Les 3 grands incluent US Pharmacopeia, ConsumerLab et NSF International. Bien que ce sceau d’approbation ne garantisse pas que l’huile de poisson est sans danger ou qu’elle fonctionnera, il garantit qu’il n’y a pas de niveaux nocifs de contaminants et que le produit contient les ingrédients énumérés sur l’étiquette.

Une autre façon de reconnaître une huile de poisson de haute qualité est son odeur et son goût. L’huile de poisson ne doit pas avoir une odeur ou un goût de « poisson ». 

Si c’est le cas, cela indique que l’huile de poisson commence à se dégrader et devient rance. Une forte odeur peut également être le signe que des arômes artificiels ont été ajoutés au produit.

Bien sûr, la meilleure source d’acides gras oméga-3 provient du poisson, en particulier des poissons sauvages qui mangent beaucoup d’algues riches en oméga-3. 

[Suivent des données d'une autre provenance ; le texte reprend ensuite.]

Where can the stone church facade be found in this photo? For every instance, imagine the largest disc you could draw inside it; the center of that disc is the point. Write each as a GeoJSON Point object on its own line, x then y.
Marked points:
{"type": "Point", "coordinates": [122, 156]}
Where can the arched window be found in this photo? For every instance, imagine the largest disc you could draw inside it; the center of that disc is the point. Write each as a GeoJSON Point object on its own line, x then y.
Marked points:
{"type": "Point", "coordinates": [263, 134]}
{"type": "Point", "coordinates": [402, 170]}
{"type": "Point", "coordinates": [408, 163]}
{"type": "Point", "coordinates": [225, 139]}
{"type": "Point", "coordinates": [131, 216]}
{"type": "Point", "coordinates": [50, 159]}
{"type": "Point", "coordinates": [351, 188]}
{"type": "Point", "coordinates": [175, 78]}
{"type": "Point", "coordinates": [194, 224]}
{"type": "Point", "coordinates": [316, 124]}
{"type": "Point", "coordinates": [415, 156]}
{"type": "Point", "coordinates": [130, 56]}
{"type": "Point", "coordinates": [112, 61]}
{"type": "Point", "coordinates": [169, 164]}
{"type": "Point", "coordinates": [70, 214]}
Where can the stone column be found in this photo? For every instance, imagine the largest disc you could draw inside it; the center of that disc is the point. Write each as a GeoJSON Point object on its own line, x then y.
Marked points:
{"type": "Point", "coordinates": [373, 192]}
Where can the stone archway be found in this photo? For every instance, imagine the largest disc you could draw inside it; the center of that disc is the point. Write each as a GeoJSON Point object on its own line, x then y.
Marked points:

Les petits poissons d’eau froide, comme le hareng, le maquereau, le saumon et les sardines, sont vos meilleurs choix. 

Les poissons plus gros et les poissons d’élevage peuvent accumuler des toxines dans leurs tissus. Le mercure, les polychlorobiphényles (PCB), les dioxines et les résidus de pesticides sont les toxines les plus préoccupantes. 

À l’heure actuelle, cependant, les avantages de la consommation de poisson l’emportent sur les risques pour la plupart des gens.

Voici d’autres bonnes sources alimentaires d’acides gras oméga-3 :

  • Noix et graines (graines de lin, graines de chia, noix)
  • Huiles végétales (huile de lin, huile de soja, huile de canola)
  • Aliments enrichis (œufs, lait, céréales et jus d’orange)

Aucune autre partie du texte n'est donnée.